Ineguagliabile torre, inaffondabile naviglio. L’uomo, lasciato solo, cade vittima della sua presunzione, e i sogni della sua ragione producono catastrofi, quando non vengono sublimati dalla luce della trascendenza.
Cosa resta oggi di queste due testimonianze del primigenio e mai superato peccato umano d’orgoglio? Della torre, un fazzoletto di terra battuta riquadrato da un maleodorante canale di scolo, 90 chilometri a sud di Baghdad; del Titanic, un relitto nelle abissali profondità dei Banchi di Terranova: resuscitato dagli amarcord cinematografici, ripropone immagini spettrali, agghiaccianti rievocazioni di feroci egoismi, vanità e cinismi.
Ma forse ogni fenomeno della vicenda umana va letto in chiave virtuale e non reale. Forse sia la torre di Babele sia il titanico vascello, protagonisti di due tra i piú clamorosi fallimenti tecnici di ogni tempo, valgono come segnali dell’anelito umano a emulare la divinità creatrice, anzi a identificarsi con essa, ad assimilarsi alla Sua sostanza perfetta e immortale.
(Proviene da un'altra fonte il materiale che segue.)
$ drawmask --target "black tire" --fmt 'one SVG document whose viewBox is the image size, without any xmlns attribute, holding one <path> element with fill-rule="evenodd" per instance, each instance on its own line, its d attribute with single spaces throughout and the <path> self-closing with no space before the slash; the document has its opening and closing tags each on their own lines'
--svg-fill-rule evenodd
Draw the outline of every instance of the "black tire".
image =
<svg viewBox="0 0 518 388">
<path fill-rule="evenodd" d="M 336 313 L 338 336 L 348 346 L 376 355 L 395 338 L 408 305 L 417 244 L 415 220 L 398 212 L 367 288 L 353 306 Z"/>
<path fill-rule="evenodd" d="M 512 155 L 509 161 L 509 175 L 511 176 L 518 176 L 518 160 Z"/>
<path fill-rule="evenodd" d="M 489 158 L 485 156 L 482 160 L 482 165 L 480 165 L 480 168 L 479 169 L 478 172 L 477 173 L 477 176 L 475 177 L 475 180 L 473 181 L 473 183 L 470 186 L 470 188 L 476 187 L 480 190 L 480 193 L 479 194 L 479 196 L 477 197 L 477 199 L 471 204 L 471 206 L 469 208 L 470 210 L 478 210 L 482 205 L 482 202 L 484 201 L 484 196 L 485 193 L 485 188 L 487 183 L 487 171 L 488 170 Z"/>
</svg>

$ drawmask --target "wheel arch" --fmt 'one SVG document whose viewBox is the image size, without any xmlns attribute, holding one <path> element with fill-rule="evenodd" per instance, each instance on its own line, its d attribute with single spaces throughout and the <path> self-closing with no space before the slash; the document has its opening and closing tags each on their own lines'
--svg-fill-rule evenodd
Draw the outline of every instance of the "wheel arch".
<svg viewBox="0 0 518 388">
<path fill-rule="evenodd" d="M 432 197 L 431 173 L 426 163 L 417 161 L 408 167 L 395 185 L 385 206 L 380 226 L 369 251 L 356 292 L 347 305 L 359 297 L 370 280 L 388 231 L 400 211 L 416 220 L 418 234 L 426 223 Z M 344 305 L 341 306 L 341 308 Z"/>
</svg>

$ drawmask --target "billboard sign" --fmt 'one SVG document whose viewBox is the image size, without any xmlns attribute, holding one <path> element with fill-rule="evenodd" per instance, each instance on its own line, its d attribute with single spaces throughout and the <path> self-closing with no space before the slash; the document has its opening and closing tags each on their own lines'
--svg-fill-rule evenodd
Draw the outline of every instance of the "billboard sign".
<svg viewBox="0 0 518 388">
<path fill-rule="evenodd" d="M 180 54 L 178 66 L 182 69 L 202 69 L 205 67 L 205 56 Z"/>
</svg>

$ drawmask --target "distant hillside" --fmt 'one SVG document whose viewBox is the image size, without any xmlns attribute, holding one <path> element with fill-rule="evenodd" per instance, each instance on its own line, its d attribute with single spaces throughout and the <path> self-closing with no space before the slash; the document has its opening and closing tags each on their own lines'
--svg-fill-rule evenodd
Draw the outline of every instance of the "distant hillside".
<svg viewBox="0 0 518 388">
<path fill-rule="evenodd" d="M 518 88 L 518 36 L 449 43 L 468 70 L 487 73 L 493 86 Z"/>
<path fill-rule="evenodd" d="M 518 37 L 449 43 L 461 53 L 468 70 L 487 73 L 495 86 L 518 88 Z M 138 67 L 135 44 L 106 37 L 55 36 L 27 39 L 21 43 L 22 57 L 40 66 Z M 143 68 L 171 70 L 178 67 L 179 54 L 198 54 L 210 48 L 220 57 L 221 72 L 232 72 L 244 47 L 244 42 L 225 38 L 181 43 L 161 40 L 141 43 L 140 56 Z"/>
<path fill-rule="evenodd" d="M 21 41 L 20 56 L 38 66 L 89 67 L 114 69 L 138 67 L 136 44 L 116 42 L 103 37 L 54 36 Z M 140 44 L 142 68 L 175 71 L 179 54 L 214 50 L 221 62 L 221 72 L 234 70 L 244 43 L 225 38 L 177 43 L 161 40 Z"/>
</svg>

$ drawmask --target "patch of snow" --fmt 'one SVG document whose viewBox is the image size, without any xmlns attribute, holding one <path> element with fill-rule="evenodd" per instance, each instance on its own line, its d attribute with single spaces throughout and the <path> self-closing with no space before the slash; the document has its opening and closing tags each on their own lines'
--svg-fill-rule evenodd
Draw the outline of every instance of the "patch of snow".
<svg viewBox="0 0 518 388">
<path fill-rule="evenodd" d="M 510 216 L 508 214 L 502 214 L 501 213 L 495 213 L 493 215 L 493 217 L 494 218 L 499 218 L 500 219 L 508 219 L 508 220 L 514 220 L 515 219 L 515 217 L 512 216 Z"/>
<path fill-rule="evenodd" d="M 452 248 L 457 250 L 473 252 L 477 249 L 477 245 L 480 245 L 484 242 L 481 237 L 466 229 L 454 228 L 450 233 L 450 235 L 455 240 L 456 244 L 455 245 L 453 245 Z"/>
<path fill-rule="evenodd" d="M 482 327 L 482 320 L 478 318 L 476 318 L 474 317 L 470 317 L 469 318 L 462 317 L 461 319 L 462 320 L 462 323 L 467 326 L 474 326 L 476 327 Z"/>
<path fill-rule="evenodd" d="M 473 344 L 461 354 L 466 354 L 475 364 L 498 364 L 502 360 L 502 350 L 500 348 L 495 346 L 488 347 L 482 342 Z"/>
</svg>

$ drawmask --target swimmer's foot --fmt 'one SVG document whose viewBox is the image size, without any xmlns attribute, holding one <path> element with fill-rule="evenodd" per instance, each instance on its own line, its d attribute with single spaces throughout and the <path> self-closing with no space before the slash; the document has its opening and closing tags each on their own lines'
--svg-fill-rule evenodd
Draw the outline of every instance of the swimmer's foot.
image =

Essere Dei, poter durare per sempre, in una vibrante essenza inestinguibile. Ma da Adamo ed Eva in poi scegliamo sempre la via suggerita dal Tentatore: quella del prodigio ottenuto con l’effimera disponibilità e complicità della materia che, come la nota pentola del diavolo, manca sempre dei suoi coperchi e non paga in termini di realizzazioni affidabili e durevoli, sia morali sia materiali.
O forse ancora – ipotesi questa di estrema speranza – torre di Babele e Titanic sono anche la prova di una mai sopita memoria di permanenze edeniche e ancor piú di una mai del tutto dismessa aspettativa di recupero dell’Amore infinito del Padre. Una versione della Genesi ricavata dalle tavolette di argilla mesopotamiche rivela che sulla vetta delle Ziqqurat sumeriche, e tale era la torre di Babilonia, gli uomini incontravano gli Dei. Un giorno però questi, stanchi dell’umanità, si ritirarono nel piú alto cielo di An. La freccia di Nemrod fu forse quindi l’atto di un orfano frustrato dalla privazione del rapporto con il divino. Rapporto che, sul Titanic ormai prossimo a inabissarsi, quelli che non avevano voluto o non erano riusciti ad abbandonare la nave tentarono di ristabilire intonando l’inno «Closer my Lord to Thee», piú vicini a Te, Signore!